In the end I closed the browser down and re-started it and it couldn’t find the file. It was using a path something like file:///C:/node4j/import/C:/node4j/files/site.csv which messed up the search path, so in the end I put the csv file in the C:/node4j/import directory and used the filepath in the code as:
FROM ‘file:///C:/r1.csv’ AS line
which worked. So now Cypher could find the file. I think it has the neo4j/import in the PATH variable, I may have to check that sometime. Anyway, that worked.
I spent a massive time debugging and so decided that in the Excel File I would filter site, block, each individual room all separately and create a specific CSV file for each of these instances ( you have to start somewhere and I spent so long debugging the import that I thought I would simplify the process (but make it more tedious))

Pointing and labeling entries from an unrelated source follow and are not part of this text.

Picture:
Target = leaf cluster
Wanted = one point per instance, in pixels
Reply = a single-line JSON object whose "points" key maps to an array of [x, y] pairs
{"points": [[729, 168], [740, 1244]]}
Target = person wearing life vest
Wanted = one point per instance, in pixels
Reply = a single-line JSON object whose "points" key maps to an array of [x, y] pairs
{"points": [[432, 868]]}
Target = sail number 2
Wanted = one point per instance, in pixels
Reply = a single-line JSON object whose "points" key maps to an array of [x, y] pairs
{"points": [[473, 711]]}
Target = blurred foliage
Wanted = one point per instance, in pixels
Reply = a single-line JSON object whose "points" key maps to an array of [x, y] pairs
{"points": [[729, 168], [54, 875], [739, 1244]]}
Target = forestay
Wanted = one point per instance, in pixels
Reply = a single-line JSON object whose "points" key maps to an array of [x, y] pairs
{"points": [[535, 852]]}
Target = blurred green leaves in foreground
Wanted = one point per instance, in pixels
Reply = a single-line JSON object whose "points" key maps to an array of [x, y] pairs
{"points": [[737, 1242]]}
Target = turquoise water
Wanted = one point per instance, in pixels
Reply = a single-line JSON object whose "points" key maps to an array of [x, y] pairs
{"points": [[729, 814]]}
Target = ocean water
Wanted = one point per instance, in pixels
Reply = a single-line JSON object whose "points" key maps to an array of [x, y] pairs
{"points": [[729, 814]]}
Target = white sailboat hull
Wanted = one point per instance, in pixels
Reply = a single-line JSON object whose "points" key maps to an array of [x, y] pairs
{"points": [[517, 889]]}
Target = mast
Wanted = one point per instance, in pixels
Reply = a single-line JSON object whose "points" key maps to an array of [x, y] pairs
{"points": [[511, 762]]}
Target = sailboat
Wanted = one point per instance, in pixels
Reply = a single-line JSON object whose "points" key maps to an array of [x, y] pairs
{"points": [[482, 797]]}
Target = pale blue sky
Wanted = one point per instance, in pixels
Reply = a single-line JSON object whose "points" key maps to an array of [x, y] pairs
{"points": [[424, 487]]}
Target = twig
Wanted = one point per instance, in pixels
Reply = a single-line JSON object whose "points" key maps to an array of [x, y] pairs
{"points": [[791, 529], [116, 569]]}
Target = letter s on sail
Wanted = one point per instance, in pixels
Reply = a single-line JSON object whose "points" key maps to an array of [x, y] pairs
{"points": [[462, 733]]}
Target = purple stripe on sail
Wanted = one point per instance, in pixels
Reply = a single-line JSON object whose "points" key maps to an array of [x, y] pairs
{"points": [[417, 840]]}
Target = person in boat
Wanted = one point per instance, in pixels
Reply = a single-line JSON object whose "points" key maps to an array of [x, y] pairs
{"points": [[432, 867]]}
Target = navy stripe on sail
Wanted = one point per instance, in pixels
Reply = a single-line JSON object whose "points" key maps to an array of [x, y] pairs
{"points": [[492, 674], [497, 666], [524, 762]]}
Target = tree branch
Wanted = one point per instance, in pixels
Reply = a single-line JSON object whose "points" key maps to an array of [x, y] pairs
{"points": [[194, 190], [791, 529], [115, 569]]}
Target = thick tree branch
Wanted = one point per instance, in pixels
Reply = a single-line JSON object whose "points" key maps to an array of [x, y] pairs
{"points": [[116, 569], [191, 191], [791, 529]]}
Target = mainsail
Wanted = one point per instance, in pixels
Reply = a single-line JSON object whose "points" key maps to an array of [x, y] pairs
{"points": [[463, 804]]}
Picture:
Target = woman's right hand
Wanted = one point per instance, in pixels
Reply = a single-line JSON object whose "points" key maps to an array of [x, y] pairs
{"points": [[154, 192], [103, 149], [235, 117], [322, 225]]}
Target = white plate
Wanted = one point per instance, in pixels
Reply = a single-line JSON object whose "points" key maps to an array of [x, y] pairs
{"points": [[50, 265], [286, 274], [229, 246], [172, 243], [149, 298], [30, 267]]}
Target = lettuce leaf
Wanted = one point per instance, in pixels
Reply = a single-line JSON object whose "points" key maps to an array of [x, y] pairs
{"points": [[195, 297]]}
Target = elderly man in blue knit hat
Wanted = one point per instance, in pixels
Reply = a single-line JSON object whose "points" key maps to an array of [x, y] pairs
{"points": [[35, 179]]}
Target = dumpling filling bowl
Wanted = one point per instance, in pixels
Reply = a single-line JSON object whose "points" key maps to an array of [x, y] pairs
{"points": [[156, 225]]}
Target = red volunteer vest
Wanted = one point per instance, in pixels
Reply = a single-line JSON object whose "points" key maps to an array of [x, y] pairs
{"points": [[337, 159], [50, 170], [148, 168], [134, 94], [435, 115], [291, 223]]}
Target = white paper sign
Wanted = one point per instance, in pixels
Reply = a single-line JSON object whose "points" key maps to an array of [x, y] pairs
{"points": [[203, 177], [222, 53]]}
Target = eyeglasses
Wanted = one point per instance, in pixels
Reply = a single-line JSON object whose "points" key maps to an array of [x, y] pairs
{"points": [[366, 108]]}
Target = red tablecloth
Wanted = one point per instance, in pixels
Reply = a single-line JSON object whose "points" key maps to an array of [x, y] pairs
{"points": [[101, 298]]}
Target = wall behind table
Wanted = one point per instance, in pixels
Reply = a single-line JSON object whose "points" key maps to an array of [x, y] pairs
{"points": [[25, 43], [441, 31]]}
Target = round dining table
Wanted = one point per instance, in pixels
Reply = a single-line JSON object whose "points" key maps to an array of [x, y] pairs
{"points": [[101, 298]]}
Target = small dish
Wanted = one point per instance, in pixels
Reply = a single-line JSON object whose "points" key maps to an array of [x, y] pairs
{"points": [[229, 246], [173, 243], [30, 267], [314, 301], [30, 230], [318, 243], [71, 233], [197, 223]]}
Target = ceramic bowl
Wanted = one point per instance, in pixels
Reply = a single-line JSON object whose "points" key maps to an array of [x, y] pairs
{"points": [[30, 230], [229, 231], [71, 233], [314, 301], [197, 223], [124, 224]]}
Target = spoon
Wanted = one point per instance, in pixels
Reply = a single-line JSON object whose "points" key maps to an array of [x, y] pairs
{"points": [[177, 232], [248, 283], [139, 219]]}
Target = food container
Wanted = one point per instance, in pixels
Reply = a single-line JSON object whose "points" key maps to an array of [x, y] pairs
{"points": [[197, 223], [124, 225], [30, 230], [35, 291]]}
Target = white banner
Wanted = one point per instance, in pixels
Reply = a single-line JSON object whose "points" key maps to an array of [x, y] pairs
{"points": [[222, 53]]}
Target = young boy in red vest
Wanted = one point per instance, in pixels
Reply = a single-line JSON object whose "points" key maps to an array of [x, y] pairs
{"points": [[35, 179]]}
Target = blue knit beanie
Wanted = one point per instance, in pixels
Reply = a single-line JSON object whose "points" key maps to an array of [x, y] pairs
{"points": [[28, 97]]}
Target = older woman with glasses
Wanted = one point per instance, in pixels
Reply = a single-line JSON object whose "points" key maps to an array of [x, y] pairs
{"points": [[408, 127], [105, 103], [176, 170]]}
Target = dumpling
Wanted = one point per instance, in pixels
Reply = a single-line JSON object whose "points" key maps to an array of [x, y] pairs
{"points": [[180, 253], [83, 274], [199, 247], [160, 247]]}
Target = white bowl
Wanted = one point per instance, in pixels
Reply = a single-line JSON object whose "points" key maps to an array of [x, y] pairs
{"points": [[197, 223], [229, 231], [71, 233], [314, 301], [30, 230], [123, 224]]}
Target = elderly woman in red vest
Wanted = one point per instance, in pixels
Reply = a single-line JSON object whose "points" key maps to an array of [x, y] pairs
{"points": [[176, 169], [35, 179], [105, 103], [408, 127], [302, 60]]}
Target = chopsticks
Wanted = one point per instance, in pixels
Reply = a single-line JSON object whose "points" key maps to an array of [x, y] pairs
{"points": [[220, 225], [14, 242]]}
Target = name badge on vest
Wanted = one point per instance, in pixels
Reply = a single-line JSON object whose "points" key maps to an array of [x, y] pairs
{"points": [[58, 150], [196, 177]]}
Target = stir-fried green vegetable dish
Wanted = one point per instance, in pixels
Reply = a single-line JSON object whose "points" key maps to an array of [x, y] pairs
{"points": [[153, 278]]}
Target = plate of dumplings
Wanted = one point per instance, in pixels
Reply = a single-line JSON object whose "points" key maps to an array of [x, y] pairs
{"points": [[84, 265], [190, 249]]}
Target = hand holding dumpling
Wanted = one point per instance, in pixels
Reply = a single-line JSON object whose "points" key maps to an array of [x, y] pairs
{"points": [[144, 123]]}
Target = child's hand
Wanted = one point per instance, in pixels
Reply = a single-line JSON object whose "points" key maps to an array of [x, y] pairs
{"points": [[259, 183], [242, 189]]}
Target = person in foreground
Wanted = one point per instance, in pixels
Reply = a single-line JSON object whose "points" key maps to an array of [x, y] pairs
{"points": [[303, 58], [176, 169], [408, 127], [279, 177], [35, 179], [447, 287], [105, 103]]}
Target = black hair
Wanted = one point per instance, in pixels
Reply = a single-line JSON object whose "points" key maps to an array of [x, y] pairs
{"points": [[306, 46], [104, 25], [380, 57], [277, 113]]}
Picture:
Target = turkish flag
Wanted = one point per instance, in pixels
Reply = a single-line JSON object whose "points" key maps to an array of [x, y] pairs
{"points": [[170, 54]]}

Next I kept on getting error after error in the original code that I had modified, but after constant debugging I have the following code that works:
- MATCH (a:site {code:”DALA190-GRD”})
- LOAD CSV WITH HEADERS
- FROM ‘file:///C:/site.csv’ AS line
- CREATE (e:element {Name:line.Name, Id: toInteger(line.guid)})
- set
e.type = line.Type,
e.baselife = toInteger(line.Baselife),
e.baselifeLower =toInteger(line.BaselifeLower),
e.baselifeUpper =toInteger(line.BaselifeUpper),
e.c1 = toInteger(line.c1),
e.c2 = toInteger(line.c2),
e.c3 = toInteger(line.c3),
e.c4 = toInteger(line.c4),
e.c5 = toInteger(line.c5),
e.r1 = toInteger(line.r1),
e.r2 = toInteger(line.r2),
e.r3= toInteger(line.r3),
e.r4 = toInteger(line.r4),
e.r5= toInteger(line.r5),
e.unit=line.Unit,
e.unitRate= toFloat(line.Unit_Rate),
e.quantity= toFloat(line.Quantity) - CREATE (e)-[r:BELONGS_TO]->(a)
- RETURN r
Going through it:
Item 1. Match identifies the Note that I want to link all the data to. This is the specific site, block or room.
Items 2, 3 is the loading CSV (with headers and pointing to the file
Item 4. This held me up for ages, it creates a node, I think with 2 labels , Name & Id(this being the Guid in the excel sheet). I was trying to get all the data in here, but it would not let me. I then learned that I hat to use the SET command to bring all the other data into the node (going back to this Video in the previous post about neo4j).
Item 5. Hurray, the set command. I copied the original exercise too well and had [] square brackets in the lines e.baselifeLower =toInteger(line.BaselifeLower[1]),thinking the [1] was the number of digits in the integers (it wasn’t it was a reference to a broken up date element and the positions of the elements in the array). [several hours gone on that!!]
Item 6. I also created the relationship between the new element nodes and the site/block/room the elements were to attach to.
Item 7. Just showing the relationships created.
End comment
I think using Cypher rather than Python made sense for the learning and debugging. I was debugging neo4j and not python, so learning about the database rather than the relationsahip betweeen python and the database.
I can now test my code out from Python as the next step.
It took me a long time to get this the way I wanted it and I did a lot of deleting of the Element part of the schema.
The next step is to start writing queries on this data to see how it responds.
One last thing. There are these objects unattached to anything. They are gray, like the “elements” but only have an “id” from neo4j. I haven’t been able to get rid of them so far. I may need to find individual “id”s and get rid of them that way.